Intuition for quotients through exercise on rings

Question

Show that $\Bbb Z \times \{0 \}$ is an ideal of $\Bbb Z \times \Bbb Z$ and describe the elements of the quotient ring $(\Bbb Z \times \Bbb Z)/(\Bbb Z \times \{0 \})$.

Pick $a,b \in \Bbb Z \times \{0 \} $, then $a + (-b)=(x,0)+(-(y,0)) = (x-y,0) \in \Bbb Z \times \{0 \} $ for some $x,y \in \Bbb Z$. Also let $c \in \Bbb Z \times \Bbb Z$, then $$ac =(x,0) \cdot (u,v) = (xu,0) \in \Bbb Z \times \{0 \} $$ and similarly $ca \in \Bbb Z \times \{0 \} $. Thus $\Bbb Z \times \{0 \} $ is an ideal of $\Bbb Z \times \Bbb Z$.

I don’t really understand the idea behind quotients in general. They’re used in lots of fields such as topology, but I’ve never really understood the ”motivation” behind them so I’m stuck here.
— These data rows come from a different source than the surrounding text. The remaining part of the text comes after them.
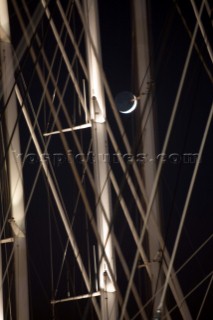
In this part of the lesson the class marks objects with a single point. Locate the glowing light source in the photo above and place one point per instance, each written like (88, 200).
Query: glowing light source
(126, 102)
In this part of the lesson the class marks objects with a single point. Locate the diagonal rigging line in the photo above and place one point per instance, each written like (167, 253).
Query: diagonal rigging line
(143, 255)
(181, 267)
(196, 46)
(205, 38)
(134, 165)
(55, 32)
(38, 13)
(204, 298)
(159, 169)
(186, 207)
(58, 202)
(84, 198)
(16, 63)
(190, 292)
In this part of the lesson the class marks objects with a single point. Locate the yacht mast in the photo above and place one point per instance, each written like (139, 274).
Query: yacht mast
(15, 168)
(100, 148)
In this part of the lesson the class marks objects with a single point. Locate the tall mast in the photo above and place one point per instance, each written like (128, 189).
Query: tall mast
(144, 82)
(100, 148)
(15, 168)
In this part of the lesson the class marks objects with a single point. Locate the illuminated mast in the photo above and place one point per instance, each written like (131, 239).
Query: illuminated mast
(15, 171)
(100, 147)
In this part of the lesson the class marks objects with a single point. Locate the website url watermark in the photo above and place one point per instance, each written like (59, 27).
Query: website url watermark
(59, 159)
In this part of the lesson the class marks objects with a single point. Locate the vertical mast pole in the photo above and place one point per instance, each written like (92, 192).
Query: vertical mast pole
(15, 168)
(147, 127)
(100, 148)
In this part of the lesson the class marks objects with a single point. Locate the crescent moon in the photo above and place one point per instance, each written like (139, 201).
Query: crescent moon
(133, 106)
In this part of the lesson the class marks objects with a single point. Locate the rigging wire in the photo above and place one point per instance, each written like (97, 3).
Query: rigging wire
(195, 45)
(178, 270)
(204, 298)
(13, 131)
(159, 169)
(190, 292)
Is the idea to basically ”squish” everything to a point in the ”dividing” set or how should I think about this?

Answer 1

The idea is not just to squish the "dividing set" into a point. More than that: the idea is to completely kill it and make it the zero element of a new ring. Essentially, a quotient $R/I$ of a ring $R$ behaves exactly as $R$ itself. With one exception: Every element of $I$ is now $0$ instead. You can think of it as imposing additional algebraic relations. For instance, $\mathbb Z$ has a minimum of algebraic relations. The only equalities we can find are those which are forced by the ring axioms. Like $2+3=3+2$ is the law of commutativity. But we don't have $2+3=2$, because that doesn't follow from the axioms. Such a ring is called "free". But we could impose the relation $2+3=2$. Though it would lead to other relations as well. For instance, if $2+3=2$, then $3=0$. But then also $6=3+3=0+0=0$. Or $4=1+3=1+0=1$, or $8=2+2\cdot3=2+2\cdot0=2+0=2$. Essentially, any two numbers would suddenly be equal if they previously differed by a multiple of $3$. They now differ by $0$ instead. Essentially, all multiples of 3, that is the set $3\mathbb Z$, are now $0$. And the ring we obtain this way is $\mathbb Z/3\mathbb Z$. It's $\mathbb Z$, but with the additional condition that all elements of $3\mathbb Z$ are $0$. Apart from that, the quotient ring behaves the same way. This is formalized by the existence of a homomorphism $\pi:\mathbb Z\to\mathbb Z/3\mathbb Z$, the natural projection. It tells us what we turned our elements into. It assigns to each element of $\mathbb Z$ the corresponding element of the new ring with the additional relation. We didn't add any new elements, which means that every element of the codomain has a preimage. That is, $\pi$ is surjective. And we made all elements of $3\mathbb Z$ into $0$ (but no other element!). So the kernel should be $3\mathbb Z$. That's essentially it. The fundamental theorem on homomorphisms will now tell us that up to natural isomorphism, these conditions already fully determine how the image looks.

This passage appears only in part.